Basic Sauces (4) Collection
pumpkin (orange) sauce 
chili garlic sauce 
green chili sauce 
tomato sauce 
 
 
basic sauces 
 
food preservation in some form or other has become an inevitable part of 
today's life and food style. a major factor has been the changing home and 
family structure where both husband and wife are working full time as 
bread winners. jams and sauces, relishes and chutneys have become an 
integral portion of any meal, any snack. however, if we can find some time 
once in a way to prepare your own preserves, you can far overweigh the joy 
of relishing these tasty preserves by making them at home. you can pick 
the best of fruit/vegetables in peak season, hygienically prepare your 
choice of varieties and to your own taste. a little hard work during the 
season will reap rich benefits for a long time. the all-important factor 
of cost also counts a lot. preserves made at home cost a little over one 
fourth the cost of off-the shelf products. 
 
important notes on any food preservation: 
 
sterilizing jars: and lids must be sterilized: either boil them in plenty 
of water so they soak in the water while it simmers. drain out carefully, 
place them first upside down, then upright on a clean kitchen towel till 
they dry out completely. or dry in the sun for a while to ensure complete 
dryness. 
 
you can even microwave by filling jars 1/3 full of water, keep as many as 
fit comfortably with in between space. bring water to a boil on high, 
simmer for 1 minute. remove, drain water, dry as above. 
 
use rustproof and airtight lids which will not allow air to enter. 
 
filling jars: while filling bottles and jars, take care that bubbles are 
not formed inside the bottle. the incorporated air, might be the cause of 
bacterial growth after closing the bottle. 
 
dipping the cap and mouth of bottle in a bowl of molten wax for a few 
seconds is a good way to seal filled jars and bottles. 
 
equipments and vessels used should be dry: wipe fry all equipment and 
vessels before using them. contaminated moisture can be harmful to 
preserves. 
 
moisture while washing veggies./fruit: if the fruit is 
delicate(eg.strawberries), wash, carefully arrange on a soft kitchen towel 
to absorb excess moisture.dab dry if required. other 
fruit,(eg.apple,mango) 
may be washed and wiped clean before using. 
 
when sauce / preserves is done: consistency: sauces & preserves should not 
be underdone, in which case it would stay watery, and may go bad soon. 

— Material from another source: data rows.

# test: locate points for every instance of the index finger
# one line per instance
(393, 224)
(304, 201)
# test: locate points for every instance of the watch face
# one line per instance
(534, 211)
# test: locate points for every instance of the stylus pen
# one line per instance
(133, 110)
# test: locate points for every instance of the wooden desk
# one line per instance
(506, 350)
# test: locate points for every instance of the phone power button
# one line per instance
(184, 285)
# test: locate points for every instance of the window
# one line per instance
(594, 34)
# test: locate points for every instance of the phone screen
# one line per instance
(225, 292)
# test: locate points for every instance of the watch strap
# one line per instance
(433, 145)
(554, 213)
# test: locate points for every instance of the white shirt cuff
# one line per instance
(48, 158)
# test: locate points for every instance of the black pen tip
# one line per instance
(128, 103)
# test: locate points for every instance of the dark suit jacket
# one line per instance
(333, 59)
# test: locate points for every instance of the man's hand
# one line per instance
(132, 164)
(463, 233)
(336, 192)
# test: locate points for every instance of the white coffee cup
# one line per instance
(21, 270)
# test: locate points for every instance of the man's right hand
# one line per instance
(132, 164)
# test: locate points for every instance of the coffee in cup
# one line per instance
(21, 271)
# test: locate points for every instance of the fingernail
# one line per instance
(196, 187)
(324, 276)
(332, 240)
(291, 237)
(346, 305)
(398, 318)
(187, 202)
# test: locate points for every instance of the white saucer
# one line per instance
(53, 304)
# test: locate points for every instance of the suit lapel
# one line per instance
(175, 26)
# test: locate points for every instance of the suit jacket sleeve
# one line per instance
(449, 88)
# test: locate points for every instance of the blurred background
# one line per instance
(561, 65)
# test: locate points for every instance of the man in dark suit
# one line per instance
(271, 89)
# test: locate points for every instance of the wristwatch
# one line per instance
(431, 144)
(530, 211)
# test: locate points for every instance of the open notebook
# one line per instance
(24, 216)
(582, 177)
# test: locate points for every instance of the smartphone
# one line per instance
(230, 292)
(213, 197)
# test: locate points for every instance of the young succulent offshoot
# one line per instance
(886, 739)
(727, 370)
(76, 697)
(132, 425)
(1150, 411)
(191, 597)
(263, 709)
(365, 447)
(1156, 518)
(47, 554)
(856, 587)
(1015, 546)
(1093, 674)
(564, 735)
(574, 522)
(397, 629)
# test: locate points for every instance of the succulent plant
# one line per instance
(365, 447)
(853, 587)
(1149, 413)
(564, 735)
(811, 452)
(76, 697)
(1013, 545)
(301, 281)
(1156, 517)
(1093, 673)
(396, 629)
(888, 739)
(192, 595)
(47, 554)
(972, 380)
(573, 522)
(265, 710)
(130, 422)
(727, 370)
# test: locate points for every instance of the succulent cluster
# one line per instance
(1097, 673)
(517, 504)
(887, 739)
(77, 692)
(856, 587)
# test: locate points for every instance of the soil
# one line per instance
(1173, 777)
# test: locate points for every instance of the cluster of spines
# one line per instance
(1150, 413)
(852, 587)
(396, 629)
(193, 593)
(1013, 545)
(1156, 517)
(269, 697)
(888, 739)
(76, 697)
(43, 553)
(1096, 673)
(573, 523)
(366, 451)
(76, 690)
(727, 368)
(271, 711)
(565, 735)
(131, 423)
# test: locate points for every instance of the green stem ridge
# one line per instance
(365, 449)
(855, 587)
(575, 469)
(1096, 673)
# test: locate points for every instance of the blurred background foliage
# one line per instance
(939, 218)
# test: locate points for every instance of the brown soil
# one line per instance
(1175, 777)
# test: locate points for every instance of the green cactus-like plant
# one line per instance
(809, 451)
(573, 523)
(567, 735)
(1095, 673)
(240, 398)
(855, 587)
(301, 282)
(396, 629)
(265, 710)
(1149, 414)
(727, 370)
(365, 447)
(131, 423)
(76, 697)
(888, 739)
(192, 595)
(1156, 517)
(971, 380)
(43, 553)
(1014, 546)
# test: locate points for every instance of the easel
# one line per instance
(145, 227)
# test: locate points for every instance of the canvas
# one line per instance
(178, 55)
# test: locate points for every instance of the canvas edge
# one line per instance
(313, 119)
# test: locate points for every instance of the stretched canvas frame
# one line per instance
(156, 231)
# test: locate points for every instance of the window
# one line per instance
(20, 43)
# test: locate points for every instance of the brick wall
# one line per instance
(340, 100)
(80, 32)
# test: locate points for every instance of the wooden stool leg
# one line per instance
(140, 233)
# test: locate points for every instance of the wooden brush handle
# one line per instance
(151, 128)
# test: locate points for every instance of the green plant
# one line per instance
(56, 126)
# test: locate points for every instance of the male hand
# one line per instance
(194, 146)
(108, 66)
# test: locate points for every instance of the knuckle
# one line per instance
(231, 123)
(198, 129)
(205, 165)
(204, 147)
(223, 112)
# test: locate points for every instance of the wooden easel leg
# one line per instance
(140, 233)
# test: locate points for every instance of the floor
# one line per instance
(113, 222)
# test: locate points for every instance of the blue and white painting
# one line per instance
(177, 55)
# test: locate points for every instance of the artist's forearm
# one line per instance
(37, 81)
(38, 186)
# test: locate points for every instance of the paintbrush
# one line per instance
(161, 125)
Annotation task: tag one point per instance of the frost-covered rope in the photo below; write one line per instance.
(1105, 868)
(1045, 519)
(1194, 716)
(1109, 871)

neither should it be overdone, in which case it will taste a bit gooey, 
and may solidify into crystals. 
 
it may also get charred. there are a few tests which give an indication 
that it is done. 
 
 
plate test: pour a tsp. of the jam on a cold plate.if it spreads a little, 
not leaving water around it, then the jam is done. 

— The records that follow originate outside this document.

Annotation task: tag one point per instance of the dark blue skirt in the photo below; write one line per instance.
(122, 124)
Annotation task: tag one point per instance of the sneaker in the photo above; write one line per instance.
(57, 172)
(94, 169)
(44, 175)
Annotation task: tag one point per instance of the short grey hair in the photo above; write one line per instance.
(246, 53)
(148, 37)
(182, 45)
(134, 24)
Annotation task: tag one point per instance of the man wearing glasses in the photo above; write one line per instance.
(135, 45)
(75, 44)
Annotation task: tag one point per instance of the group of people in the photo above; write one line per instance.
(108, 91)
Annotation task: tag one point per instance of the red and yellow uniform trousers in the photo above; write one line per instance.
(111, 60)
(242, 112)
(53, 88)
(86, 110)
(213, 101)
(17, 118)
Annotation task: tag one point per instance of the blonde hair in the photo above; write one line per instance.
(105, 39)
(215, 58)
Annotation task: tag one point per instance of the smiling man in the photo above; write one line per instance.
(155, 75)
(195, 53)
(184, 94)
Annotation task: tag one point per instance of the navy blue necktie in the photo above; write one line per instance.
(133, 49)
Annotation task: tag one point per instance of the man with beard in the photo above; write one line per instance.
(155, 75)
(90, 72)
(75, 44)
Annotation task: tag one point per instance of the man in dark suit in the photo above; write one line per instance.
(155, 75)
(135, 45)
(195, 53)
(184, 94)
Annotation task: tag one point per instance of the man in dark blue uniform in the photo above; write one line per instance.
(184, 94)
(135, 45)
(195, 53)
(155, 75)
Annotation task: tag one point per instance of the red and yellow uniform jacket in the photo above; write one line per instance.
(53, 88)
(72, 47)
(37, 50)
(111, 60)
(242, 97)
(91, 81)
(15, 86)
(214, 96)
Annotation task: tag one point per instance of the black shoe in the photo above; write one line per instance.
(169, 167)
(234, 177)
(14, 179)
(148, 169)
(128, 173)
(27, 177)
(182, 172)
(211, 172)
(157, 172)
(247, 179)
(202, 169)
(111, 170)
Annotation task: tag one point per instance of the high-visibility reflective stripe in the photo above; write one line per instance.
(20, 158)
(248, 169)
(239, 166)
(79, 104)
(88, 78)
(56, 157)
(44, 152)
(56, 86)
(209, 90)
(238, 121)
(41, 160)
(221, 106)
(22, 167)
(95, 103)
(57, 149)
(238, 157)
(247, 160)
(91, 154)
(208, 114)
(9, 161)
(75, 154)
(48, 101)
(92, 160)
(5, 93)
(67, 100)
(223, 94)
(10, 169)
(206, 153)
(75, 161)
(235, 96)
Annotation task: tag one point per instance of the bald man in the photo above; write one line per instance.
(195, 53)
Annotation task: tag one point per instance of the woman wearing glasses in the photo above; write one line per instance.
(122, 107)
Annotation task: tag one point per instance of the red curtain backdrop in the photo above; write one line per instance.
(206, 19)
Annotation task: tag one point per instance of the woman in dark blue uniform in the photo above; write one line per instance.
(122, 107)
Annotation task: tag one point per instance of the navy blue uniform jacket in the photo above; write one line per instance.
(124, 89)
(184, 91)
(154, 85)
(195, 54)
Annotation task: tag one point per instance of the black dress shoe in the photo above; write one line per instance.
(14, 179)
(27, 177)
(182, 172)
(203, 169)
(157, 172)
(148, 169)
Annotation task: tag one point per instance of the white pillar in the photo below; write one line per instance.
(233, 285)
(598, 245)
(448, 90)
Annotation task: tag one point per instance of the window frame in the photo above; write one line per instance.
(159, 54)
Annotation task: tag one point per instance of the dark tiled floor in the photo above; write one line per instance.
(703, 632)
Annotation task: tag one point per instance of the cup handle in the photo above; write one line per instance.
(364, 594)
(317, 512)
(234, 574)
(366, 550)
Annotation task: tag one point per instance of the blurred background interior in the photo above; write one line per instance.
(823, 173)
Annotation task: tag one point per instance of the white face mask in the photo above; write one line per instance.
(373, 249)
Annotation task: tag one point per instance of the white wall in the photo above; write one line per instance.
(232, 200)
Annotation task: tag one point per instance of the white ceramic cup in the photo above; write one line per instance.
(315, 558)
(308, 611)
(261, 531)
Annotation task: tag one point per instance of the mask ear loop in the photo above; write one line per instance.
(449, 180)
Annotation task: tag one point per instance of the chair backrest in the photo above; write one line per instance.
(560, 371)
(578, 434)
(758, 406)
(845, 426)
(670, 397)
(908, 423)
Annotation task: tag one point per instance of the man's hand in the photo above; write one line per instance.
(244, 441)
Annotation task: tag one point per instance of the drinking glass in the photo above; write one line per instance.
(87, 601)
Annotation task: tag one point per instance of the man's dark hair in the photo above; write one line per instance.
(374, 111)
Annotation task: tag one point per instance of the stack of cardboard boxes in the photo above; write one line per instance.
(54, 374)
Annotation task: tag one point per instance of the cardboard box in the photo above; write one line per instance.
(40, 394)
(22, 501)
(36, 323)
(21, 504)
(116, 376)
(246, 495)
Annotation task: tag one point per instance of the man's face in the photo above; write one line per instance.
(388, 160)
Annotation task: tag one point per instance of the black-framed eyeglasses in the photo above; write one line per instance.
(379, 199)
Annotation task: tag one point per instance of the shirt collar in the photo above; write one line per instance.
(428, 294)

spoon test: take on a tsp, and sway it a bit. if the surface starts 
wrinkling, the preserve is done. 
fly test: when droplets of the mixture start flying about in big bubbly 
outbursts, then the recipe is done. 
water test: if a blob of jam is dropped into cold water, it should not 
disintegrate immediately, but start descending in a blob itself. then the 
mixture is ready. 
 
labeling and dates: always label the preserves,etc. that you make.write 
the name, date on which made and if you need to remember any other detail. 

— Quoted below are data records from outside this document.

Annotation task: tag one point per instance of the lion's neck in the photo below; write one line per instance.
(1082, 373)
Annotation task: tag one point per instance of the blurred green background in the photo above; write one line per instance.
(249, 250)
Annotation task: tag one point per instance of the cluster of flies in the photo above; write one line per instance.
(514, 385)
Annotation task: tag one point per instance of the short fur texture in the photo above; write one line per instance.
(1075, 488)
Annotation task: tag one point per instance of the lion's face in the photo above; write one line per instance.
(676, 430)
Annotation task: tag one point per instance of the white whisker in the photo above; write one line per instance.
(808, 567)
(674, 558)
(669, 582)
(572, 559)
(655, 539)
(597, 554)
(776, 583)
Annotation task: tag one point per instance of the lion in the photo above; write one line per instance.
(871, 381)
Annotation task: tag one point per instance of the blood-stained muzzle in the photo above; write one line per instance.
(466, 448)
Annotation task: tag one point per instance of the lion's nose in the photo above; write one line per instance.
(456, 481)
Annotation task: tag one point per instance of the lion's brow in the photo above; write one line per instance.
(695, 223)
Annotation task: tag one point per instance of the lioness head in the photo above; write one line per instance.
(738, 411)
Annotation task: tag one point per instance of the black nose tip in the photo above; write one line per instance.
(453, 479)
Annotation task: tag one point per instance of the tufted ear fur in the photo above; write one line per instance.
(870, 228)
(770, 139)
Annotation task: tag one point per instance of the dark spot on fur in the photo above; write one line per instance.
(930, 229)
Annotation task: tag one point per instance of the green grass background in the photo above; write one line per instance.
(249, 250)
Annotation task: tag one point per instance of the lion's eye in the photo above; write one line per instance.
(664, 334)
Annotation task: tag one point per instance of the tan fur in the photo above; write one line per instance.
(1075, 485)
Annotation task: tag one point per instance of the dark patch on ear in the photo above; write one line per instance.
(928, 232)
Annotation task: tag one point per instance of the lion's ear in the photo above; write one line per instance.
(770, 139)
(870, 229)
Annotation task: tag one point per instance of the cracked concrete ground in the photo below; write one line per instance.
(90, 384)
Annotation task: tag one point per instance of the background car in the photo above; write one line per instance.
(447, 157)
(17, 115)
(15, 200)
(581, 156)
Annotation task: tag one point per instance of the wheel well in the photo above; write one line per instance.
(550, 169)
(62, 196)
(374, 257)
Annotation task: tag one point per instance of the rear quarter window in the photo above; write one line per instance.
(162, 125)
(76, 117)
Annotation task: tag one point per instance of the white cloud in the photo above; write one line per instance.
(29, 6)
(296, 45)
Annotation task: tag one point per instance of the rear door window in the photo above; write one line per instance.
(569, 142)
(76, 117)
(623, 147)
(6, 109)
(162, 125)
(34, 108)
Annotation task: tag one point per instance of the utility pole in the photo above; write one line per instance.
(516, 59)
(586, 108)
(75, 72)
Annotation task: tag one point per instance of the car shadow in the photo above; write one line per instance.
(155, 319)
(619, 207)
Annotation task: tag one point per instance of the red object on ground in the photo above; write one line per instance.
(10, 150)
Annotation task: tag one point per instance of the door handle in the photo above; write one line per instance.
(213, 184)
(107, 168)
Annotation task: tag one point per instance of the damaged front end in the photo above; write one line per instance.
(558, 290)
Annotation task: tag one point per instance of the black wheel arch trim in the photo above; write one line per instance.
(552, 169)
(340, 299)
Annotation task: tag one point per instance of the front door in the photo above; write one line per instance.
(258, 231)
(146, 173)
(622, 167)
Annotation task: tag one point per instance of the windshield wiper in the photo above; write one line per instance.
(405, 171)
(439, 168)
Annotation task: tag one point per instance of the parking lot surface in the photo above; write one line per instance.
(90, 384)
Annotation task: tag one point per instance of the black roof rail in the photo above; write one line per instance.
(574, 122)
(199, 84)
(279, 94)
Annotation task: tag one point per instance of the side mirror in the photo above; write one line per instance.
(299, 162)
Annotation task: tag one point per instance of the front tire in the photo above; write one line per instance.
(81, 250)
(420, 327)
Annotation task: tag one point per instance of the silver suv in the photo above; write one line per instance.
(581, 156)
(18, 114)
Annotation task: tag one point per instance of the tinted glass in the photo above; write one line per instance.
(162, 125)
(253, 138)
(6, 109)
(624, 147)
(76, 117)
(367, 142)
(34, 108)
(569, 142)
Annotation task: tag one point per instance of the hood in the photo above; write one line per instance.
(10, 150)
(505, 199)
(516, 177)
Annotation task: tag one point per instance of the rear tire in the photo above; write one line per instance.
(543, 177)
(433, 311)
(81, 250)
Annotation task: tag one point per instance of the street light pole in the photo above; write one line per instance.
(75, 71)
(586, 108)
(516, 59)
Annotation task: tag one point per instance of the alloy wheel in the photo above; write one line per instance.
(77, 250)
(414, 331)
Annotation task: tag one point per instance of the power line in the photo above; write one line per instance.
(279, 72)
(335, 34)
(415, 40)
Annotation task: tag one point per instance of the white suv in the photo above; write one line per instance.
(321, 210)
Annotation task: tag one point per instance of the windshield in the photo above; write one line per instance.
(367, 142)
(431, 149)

this will simplify your work later, as to which batch to finish first. 
 
quality of fruit/veggies: use best quality fruit. do not use under ripe or 
overripe fruit, in which case there is chance of the product going bad. 
 
use of artificial colors and their options: colors and essences though not 
vital to the recipes, go a long way in enhancing the visual effects and 
aural temptation of the product. therefore, if using the right quantities, 
and not overdoing it by using in daily cooking, they are not going to 
cause 
any major health hazards. do not use them in overdose. 
 
which sauce used for what: there are sauces and sauces, but not any one of 
them will go with any dish at all. some taste good with particular 
preparations, while not with others. tomato sauce is an all rounder which 
goes with practically any dish or preparation. kids even enjoy eating the 
drab old chapatti with it, to pep it up! green chili sauce, soya sauce, 
garlic chili sauce,szechwan sauce, etc., are some sauces which are used 
mainly while cooking a preparation. other sauces like pumpkin, etc. can be 
eaten according to taste of an individual. 
 
how and where to store(freezing etc.): most sauces and preserves which use 
preservative, need not be stored in the fridge, but once the bottle seal 
is opened, or you have started using a jar, keep the remaining jarful in 
the fridge, for safety. 
 
purees may be frozen in ice cube trays, and used as and when required. 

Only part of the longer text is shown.